The search for more security continues and this time I focussed my attention on the kernel security level (see part 15.3.5).

You can set this security level by using either sysctl or by adding a command to /etc/rc.conf, which I did:


```
# Security settings; kernel control & system accounting
kern_securelevel_enable = "YES"
kern_securelevel = "1"
#accounting_enable = "YES"
```
But the moment I had these two lines included I started to see oddities whenever checking my Apache configuration:


```
root@chihiro:/home/peter # apachectl configtest
/etc/rc.conf: kern_securelevel_enable: not found
/etc/rc.conf: kern_securelevel: not found
/etc/rc.conf: kern_securelevel_enable: not found
/etc/rc.conf: kern_securelevel: not found
Performing sanity check on apache22 configuration:
Syntax OK
```
I traced this back to the /usr/sbin/service script which is also used by apachectl (which in its turn is another script):


```
root@chihiro:/home/peter # service apache22 status
/etc/rc.conf: kern_securelevel_enable: not found
/etc/rc.conf: kern_securelevel: not found
/etc/rc.conf: kern_securelevel_enable: not found
/etc/rc.conf: kern_securelevel: not found
apache22 is running as pid 1227.
```
At first I suspected this to be somewhat of a bug in the service script because if the script would detect an error I'd expected completely different output:


```
$ tail -6 `which service`
done

# If the script was not found
echo "$script does not exist in /etc/rc.d or the local startup"
echo "directories (${local_startup})"
exit 1
```
However, I just discovered that there's much more to this than I anticipated. Although the documentation claims that the lines I added to rc.conf are correct it turns out that they're not.

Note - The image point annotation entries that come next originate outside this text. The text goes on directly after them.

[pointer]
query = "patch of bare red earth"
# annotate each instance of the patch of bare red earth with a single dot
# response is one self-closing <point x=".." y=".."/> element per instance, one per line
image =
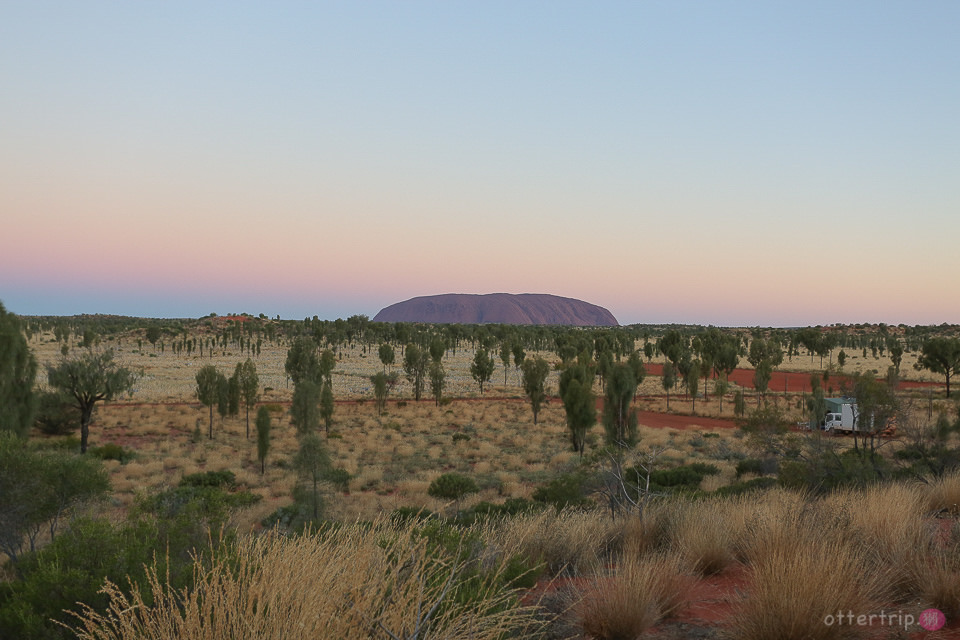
<point x="712" y="606"/>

After rebooting my Chihiro server to confirm my suspicions I got several errors regarding these lines during boot, and after the boot process the kernel security level remained at -1:


```
$ dmesg -a | grep secure
/etc/rc.conf: kern_securelevel_enable: not found
/etc/rc.conf: kern_securelevel: not found
/etc/rc.conf: kern_securelevel_enable: not found
/etc/rc.conf: kern_securelevel: not found
/etc/rc.conf: kern_securelevel_enable: not found
/etc/rc.conf: kern_securelevel: not found
```

My question: where is this going wrong?

My first assumption is obviously the documentation, but surely you should be able to set this up during boot as well? So right now my guess is that the author of that article could be assuming that people use a customized kernel whereas I'm not.

Yet that doesn't make too much sense either since changing the kernel security level should be something supported by the standard kernel as well (at least that's what I came to expect).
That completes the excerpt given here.